A mountain in Yellowstone National Park, named for an Army officer who led a massacre in which at least 173 Native Americans were slaughtered, has been renamed in honor of America’s Indigenous people, the National Park Service said.

The National Park Service said on Thursday that the U.S. Board on Geographic Names had voted unanimously to rename Mount Doane, a 10,551-foot peak in the southeastern part of Yellowstone. It will now be known as First Peoples Mountain, the Park Service said in a statement.

The mountain had honored Gustavus Doane, an Army officer and explorer who, in response to the alleged murder of a white fur trader, helped lead an attack in 1870 that became known as the Marias Massacre. He boasted about the attack in his accounts of the exploration of the land that would become Yellowstone National Park two years later.

The change was announced as the Interior Department under Secretary Deb Haaland, the first Native American cabinet member, is taking steps to strip oppressive and offensive names from geographic features across the national park system.

This year, the department announced that it would remove the racist term “squaw” from 660 geographic sites, including mountains, rivers and lakes. The Park Service was ordered to take similar steps. A task force was created to rename landmarks.

In January, the Interior Department said it was seeking nominations for a committee whose members would identify geographic features that should be renamed “as part of a broad effort to review and replace derogatory names of the nation’s geographic features.”

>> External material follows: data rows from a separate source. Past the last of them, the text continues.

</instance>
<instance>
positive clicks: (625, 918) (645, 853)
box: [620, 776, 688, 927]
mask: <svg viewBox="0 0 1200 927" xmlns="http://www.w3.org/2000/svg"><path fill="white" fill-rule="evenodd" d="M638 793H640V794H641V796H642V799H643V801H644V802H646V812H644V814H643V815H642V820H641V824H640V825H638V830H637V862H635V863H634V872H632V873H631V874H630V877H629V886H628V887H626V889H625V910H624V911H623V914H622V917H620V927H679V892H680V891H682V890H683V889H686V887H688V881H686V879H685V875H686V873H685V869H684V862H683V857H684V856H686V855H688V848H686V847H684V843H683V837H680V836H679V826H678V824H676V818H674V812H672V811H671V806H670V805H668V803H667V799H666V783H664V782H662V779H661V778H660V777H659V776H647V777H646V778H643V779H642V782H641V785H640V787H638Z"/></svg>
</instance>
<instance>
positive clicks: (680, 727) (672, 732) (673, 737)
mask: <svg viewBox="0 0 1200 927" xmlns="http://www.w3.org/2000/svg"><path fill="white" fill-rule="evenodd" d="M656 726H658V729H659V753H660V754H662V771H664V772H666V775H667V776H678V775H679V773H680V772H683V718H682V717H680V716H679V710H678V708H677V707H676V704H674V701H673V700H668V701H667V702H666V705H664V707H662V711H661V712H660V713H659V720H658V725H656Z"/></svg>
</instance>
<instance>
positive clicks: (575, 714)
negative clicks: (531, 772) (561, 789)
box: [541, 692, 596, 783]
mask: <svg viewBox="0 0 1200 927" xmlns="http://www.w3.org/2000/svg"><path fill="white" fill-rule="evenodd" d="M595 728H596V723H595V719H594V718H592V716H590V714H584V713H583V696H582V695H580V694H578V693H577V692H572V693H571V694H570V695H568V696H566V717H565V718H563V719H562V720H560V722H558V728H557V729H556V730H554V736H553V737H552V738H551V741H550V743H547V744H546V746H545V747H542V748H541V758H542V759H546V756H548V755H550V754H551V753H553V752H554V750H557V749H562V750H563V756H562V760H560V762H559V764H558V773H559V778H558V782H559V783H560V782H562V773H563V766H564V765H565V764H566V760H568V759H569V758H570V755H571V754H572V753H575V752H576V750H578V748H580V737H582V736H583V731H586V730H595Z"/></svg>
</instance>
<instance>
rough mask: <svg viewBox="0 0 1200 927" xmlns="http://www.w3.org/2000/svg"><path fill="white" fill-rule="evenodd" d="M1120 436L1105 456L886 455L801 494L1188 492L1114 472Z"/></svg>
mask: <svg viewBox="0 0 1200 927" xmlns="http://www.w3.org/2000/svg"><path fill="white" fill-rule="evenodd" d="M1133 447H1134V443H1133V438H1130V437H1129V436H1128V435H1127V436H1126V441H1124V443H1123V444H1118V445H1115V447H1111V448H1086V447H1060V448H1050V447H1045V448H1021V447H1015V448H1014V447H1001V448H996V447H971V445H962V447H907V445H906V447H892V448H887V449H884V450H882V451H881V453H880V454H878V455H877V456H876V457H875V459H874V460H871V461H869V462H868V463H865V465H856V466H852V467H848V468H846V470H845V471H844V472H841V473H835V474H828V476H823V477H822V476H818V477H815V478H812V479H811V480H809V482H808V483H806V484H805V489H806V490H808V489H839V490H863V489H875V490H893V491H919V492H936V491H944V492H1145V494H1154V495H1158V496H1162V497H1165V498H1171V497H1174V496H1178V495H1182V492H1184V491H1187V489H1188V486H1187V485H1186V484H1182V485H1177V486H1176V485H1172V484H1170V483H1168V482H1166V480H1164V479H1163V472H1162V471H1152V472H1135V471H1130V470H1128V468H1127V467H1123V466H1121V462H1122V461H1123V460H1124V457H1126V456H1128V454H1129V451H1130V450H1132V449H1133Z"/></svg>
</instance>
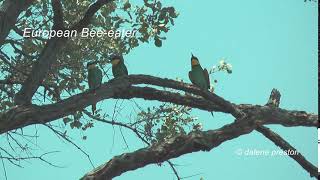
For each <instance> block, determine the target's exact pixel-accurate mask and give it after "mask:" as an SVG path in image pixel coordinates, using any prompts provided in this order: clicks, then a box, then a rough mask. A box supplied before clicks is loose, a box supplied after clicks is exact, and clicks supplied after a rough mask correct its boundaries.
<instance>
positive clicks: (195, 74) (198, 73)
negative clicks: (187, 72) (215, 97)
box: [189, 54, 210, 90]
mask: <svg viewBox="0 0 320 180" xmlns="http://www.w3.org/2000/svg"><path fill="white" fill-rule="evenodd" d="M189 79H190V81H191V82H192V84H193V85H195V86H197V87H199V88H200V89H202V90H209V89H210V79H209V73H208V71H207V69H202V67H201V65H200V62H199V59H198V58H197V57H195V56H194V55H193V54H191V71H189Z"/></svg>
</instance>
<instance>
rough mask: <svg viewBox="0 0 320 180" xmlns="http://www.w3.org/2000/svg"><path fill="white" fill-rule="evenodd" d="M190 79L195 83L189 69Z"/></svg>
mask: <svg viewBox="0 0 320 180" xmlns="http://www.w3.org/2000/svg"><path fill="white" fill-rule="evenodd" d="M189 79H190V81H191V82H192V84H195V82H194V79H193V77H192V73H191V71H189Z"/></svg>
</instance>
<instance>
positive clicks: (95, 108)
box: [87, 61, 102, 114]
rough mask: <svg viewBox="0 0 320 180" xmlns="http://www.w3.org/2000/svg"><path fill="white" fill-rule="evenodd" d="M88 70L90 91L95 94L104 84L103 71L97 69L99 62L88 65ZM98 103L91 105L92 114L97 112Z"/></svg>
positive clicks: (92, 63)
mask: <svg viewBox="0 0 320 180" xmlns="http://www.w3.org/2000/svg"><path fill="white" fill-rule="evenodd" d="M87 70H88V84H89V90H92V91H93V93H94V94H95V89H97V88H98V87H99V86H100V85H101V84H102V71H101V70H100V69H99V68H98V67H97V61H92V62H88V63H87ZM96 105H97V103H94V104H92V105H91V107H92V114H94V113H95V111H96V109H97V108H96Z"/></svg>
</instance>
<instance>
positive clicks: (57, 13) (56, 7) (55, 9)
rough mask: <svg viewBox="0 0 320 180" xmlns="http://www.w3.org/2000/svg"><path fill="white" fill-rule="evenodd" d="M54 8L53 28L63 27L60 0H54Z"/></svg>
mask: <svg viewBox="0 0 320 180" xmlns="http://www.w3.org/2000/svg"><path fill="white" fill-rule="evenodd" d="M51 4H52V9H53V13H54V15H53V24H54V27H53V29H63V28H64V26H63V10H62V5H61V2H60V0H52V2H51Z"/></svg>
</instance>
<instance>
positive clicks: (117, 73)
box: [111, 55, 128, 78]
mask: <svg viewBox="0 0 320 180" xmlns="http://www.w3.org/2000/svg"><path fill="white" fill-rule="evenodd" d="M111 64H112V74H113V77H115V78H117V77H121V76H127V75H128V69H127V67H126V65H125V64H124V59H123V57H122V55H121V56H118V55H114V56H113V57H112V58H111Z"/></svg>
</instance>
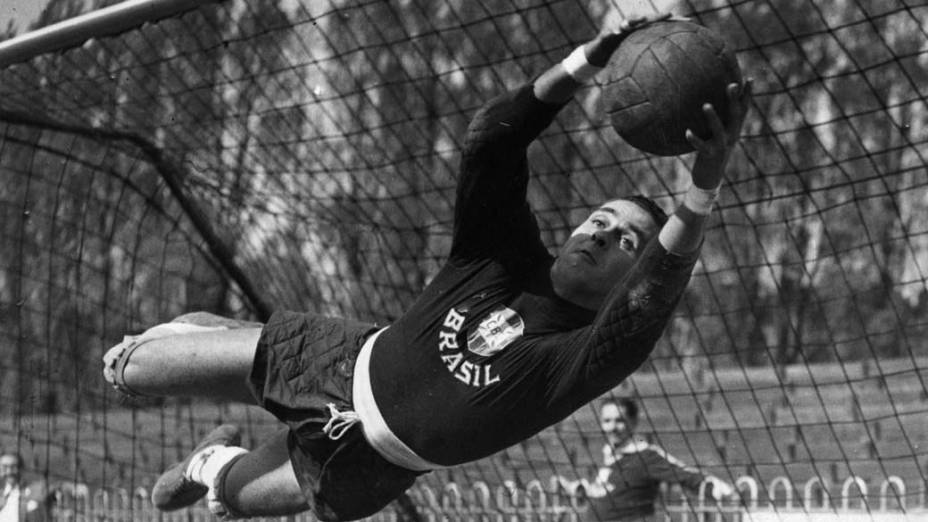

In 2016, the Park Service renamed North America’s highest peak — Mount McKinley in Alaska — as Mount Denali. That name, meaning “the great one” or “the high one” in the Alaska Native language Koyukon, pays tribute to the state’s Indigenous population. President William McKinley, for whom the mountain was christened in 1896, had little connection to the state, the Park Service said.

First Peoples Mountain was renamed based on input from the 27 tribes in Montana, Washington, Oregon, Idaho, Wyoming, North Dakota and South Dakota that have historical connections to Yellowstone. Indigenous people lived for at least 11,000 years on the land that would become Yellowstone. They were pushed out by the government when the park was established in 1872, according to Smithsonian Magazine.

“This name change is long overdue,” Chief Stan Grier of the Piikani Nation told The Associated Press in a statement. “We all agreed on ‘First Peoples Mountain’ as an appropriate name to honor the victims of such inhumane acts of genocide, and to also remind people of the 10,000-year-plus connection tribal peoples have to this sacred place now called Yellowstone.”

Since the change was announced, William Snell, executive director of the Rocky Mountain Tribal Leaders Council, said the organization had received inquiries from tribes in California about replicating the process as a way of rectifying other injustices.

“It’s a demonstration of working closely with American Indians and making sure that wrongs are righted and history is rewritten and corrected,” he said.

In its statement, the Park service said the renaming of First Peoples Mountain is not likely to be the last of its kind.

“Yellowstone may consider changes to other derogatory or inappropriate names in the future,” it said.